Klopt het dat de belastingvrije schenking op een koopwoning jaarlijks wordt geïndexeerd, waardoor het drempelbedrag voor belastingvrij schenken elk jaar wijzigt, in 2022 106.671 euro is en in 2021 105.302 euro was?
Ja.
Klopt het dat bij deze indexering sprake is van een zogenaamde wijziging van de parameters, omdat het hier gaat om wijziging van de bedragen (en percentages) van heffingskortingen?
Ja.
Klopt de informatie uit de meest recente Parameterbrief (Belastingplan 2022) nog steeds, waarin staat dat parameters onder andere bedragen en percentages zijn van heffingskortingen (zoals de Jubelton) «waarvan de waarden zich eenvoudig laten aanpassen»?
Ja.
Klopt ook de informatie nog steeds dat parameters in de erf- en schenkbelasting, waaronder de Jubelton, uiterlijk 1 december van het jaar voorafgaand aan de inwerkingtreding van de wijziging nog aangepast kunnen worden?
Ja.
Klopt het dat bij het verlagen van de heffingsvrije grens (het «Jubelton-bedrag») naar nul euro, één euro of een ander symbolisch laag bedrag, dit onderdeel niet uit de aangifte verwijderd hoeft te worden?

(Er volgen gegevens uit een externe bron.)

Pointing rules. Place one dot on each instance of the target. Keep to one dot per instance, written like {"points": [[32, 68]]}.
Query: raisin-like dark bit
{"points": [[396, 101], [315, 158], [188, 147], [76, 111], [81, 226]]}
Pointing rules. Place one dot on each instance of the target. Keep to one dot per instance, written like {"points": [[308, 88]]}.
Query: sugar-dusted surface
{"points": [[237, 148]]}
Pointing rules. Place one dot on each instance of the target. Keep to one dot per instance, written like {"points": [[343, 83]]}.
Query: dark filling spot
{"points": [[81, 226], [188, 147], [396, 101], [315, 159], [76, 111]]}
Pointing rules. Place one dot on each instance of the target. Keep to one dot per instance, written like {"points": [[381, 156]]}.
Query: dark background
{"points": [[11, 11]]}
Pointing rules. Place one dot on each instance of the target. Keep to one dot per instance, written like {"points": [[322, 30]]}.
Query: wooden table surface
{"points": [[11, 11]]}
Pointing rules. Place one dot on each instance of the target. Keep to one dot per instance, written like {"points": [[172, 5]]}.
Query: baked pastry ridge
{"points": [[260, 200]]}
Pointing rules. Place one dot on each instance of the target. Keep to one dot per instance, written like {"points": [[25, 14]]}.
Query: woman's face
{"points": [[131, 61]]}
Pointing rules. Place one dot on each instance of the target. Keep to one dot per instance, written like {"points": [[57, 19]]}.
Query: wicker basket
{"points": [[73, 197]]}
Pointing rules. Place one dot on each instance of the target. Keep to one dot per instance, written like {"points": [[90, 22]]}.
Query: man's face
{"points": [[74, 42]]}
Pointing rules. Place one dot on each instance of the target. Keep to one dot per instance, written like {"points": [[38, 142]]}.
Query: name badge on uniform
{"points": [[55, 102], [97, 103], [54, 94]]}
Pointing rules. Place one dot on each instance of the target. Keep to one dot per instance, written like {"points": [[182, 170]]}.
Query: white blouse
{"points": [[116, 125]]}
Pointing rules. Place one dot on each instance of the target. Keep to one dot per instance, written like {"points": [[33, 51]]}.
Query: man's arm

Een verlaging naar nul euro, betekent dat de jubelton ofwel de schenkingsvrijstelling eigen woning is afgeschaft. Deze zou dan uit de aangifte moeten worden verwijderd. Bij verlaging naar een ander bedrag blijft de vrijstelling onderdeel van het aangiftebiljet.
Klopt het ook dat het procesmatig niet ingewikkelder is om de Jubelton van bijvoorbeeld 106.671 euro naar één euro te wijzigen, dan van 105.302 euro naar 106.671 euro te indexeren?
Ja.
Volgt uit het voorgaande dat het maximale bedrag van de belastingvrije schenking voor een koopwoning tot 1 december van dit jaar «eenvoudig» aangepast kan worden naar nul euro,één euro of een ander symbolisch laag bedrag, zodat de Jubelton vanaf 2023 de facto op nihil staat?
Het is automatiseringstechnisch mogelijk om de schenkingsvrijstelling voor de eigen woning voor schenkingen van ouders aan kinderen te verlagen tot één euro of een ander bedrag, maar niet tot 0 euro. Een verlaging tot 0 euro betekent namelijk de facto een afschaffing en daarvoor is een structuuraanpassing nodig.
Bij verlaging van de vrijstelling EW tot € 1 zou deze lager zijn dan de eenmalige verhoogde vrijstelling voor schenkingen van ouders aan kinderen zonder bestedingsvoorwaarden van € 27.231. Te verwachten is dat dit tot vragen en verwarring gaat leiden: het doel schenking voor de eigen woning wordt herkend in de aangifte waarna bij aanvinken alles boven € 1 wordt belast. Elders in het aangifteformulier kan in de ouder-kindrelatie zonder bestedingsvoorwaarde aanspraak worden gemaakt op een bedrag van € 27.231. Dit komt de begrijpelijkheid voor de burger niet ten goede.
Bijkomend risico is druk op de uitvoering als gevolg van vragen over de uitwerking van de regeling en noodzakelijk herstel waar verkeerde keuzes gemaakt blijken te zijn. Vanuit dat perspectief is het het meest logisch bij een eventuele verlaging van de vrijstelling EW een bedrag van € 27.231 als ondergrens te hanteren.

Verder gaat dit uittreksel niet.